La mañana que ella
lo descubrió había sido igual a cualquier otra. Eso si no se cuenta el extraño
suceso de una 9 de Julio sin tránsito. Era martes y no había autos, ni
colectivos, ni motos; ni siquiera se veía el flamante metrobús. Paro del sindicato
de transporte público, pensó con lógica, aunque eso no explicaba de ningún modo
la ausencia de autos particulares. Llegó a la oficina de Moreno y San José treinta
y cinco minutos antes de lo habitual. El vigilante del turno noche bostezaba
mientras miraba el reloj, seguramente a la espera de quien lo reemplazaría en
el turno de día. El vigilante no lo saludó. Ciro estaba acostumbrado a pasar
inadvertido a causa de una invisibilidad tenaz que se le había pegado al cuerpo
desde que era chico. La mayoría de las veces, agradecía esa cualidad de imperceptible
que tenía su cuerpo, su cara, su andar. Aunque es cierto que hubo ocasiones en
que la padeció, pero ésas prefería no recordarlas.
Era muy temprano todavía. No se
preocupó porque sus veintisiete años en el puesto le habían ganado el acceso irrestricto
a la oficina principal. Como quien entra a su propia casa, fue siguiendo el
ritual que habitualmente cumplía la encargada de limpieza: encendió todas las
llaves de luz y la calefacción central, subió la pesada reja de la ventana que
daba a la calle, y puso en marcha el mamotreto de la fotocopiadora y la cafetera,
casi tan vieja como la oficina misma. Eran ya las nueve y cuarto, y el resto de
los empleados no había llegado todavía. A las diez menos cinco, Ciro seguía
solo en esa pálida repartición del servicio público. Supuso que por la huelga
de transporte, nadie había podido trasladarse. Aunque algunos vivían bastante
cerca y hubieran podido llegar en bicicleta, o a pie. Ciro pensó esto y un aire
de desdén le cruzó la cara.
Si por lo menos alguno de sus compañeros tuviera una décima
parte de la disciplina que él tenía. No sólo disciplina, también compromiso,
lealtad, abnegación, pensó por último, y le gustó tanto la palabra que se la
quedó masticando por un rato. Tampoco había gente, usuarios, como decía Doris,
o el público, como insistía en llamarlo Vázquez, el director general.

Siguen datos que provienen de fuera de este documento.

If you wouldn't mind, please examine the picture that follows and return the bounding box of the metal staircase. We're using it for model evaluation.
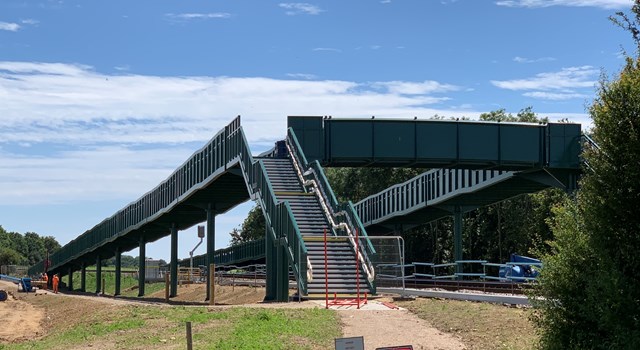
[262,153,371,298]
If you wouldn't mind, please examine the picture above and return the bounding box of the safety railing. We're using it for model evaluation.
[404,260,542,282]
[178,238,265,267]
[232,128,311,294]
[29,117,240,275]
[580,134,600,172]
[286,128,376,293]
[354,169,514,225]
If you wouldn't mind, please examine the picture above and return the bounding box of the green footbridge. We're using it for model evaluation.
[29,117,581,301]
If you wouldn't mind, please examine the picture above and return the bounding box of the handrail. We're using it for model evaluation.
[354,169,515,225]
[287,128,376,293]
[29,117,241,275]
[237,128,312,294]
[580,134,600,172]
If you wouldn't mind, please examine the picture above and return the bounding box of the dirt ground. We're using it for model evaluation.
[0,282,465,350]
[0,281,45,343]
[338,304,465,350]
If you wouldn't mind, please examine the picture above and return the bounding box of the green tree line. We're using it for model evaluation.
[0,226,60,266]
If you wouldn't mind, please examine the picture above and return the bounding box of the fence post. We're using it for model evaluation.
[187,321,193,350]
[209,264,216,305]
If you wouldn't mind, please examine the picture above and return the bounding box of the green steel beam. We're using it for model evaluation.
[67,267,73,292]
[96,254,102,294]
[288,117,581,172]
[264,228,278,301]
[275,239,289,302]
[169,225,178,298]
[453,205,462,279]
[80,263,87,292]
[205,204,216,300]
[113,247,122,295]
[138,235,147,297]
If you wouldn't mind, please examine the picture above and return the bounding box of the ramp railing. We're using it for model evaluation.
[354,169,514,225]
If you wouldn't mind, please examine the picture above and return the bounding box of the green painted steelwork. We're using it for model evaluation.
[80,263,87,292]
[170,225,178,298]
[138,236,147,297]
[288,117,581,170]
[115,247,122,295]
[178,238,265,267]
[286,128,376,294]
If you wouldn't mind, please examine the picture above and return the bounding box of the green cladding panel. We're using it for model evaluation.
[499,124,543,166]
[415,122,458,164]
[547,123,582,169]
[458,123,498,164]
[287,117,325,162]
[289,117,581,170]
[328,120,373,161]
[371,121,416,162]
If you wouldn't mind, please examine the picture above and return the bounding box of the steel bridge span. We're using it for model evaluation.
[29,117,580,301]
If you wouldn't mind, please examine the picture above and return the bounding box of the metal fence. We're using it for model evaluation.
[0,265,29,277]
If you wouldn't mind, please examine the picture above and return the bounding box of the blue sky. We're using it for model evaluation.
[0,0,633,259]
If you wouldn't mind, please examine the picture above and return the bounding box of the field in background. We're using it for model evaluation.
[0,295,341,350]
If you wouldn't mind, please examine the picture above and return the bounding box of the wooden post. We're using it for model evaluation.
[209,264,216,305]
[164,272,169,302]
[187,321,193,350]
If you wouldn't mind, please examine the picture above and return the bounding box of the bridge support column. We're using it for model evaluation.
[453,205,462,279]
[264,228,278,301]
[113,247,122,296]
[138,236,147,297]
[169,224,178,298]
[205,204,216,300]
[264,229,289,302]
[80,263,87,292]
[67,267,73,292]
[276,239,289,302]
[96,255,102,294]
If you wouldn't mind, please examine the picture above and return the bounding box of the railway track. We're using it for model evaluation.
[378,279,531,294]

El día anterior, lunes 5 de agosto,
la escena había sido totalmente opuesta. La oficina rebalsaba de gente, ansiosa
en su mayoría. Miguel, el del mostrador de informes, jamás se dejaba impregnar
de esa ansiedad tan típica de las oficinas públicas, y repetía la esencial pregunta
una y otra vez –¿inédita o publicada?– sin variar el tono ni la mueca. Porque lo
decía medio de costado, como si sostuviera con la boca un escarbadientes imaginario.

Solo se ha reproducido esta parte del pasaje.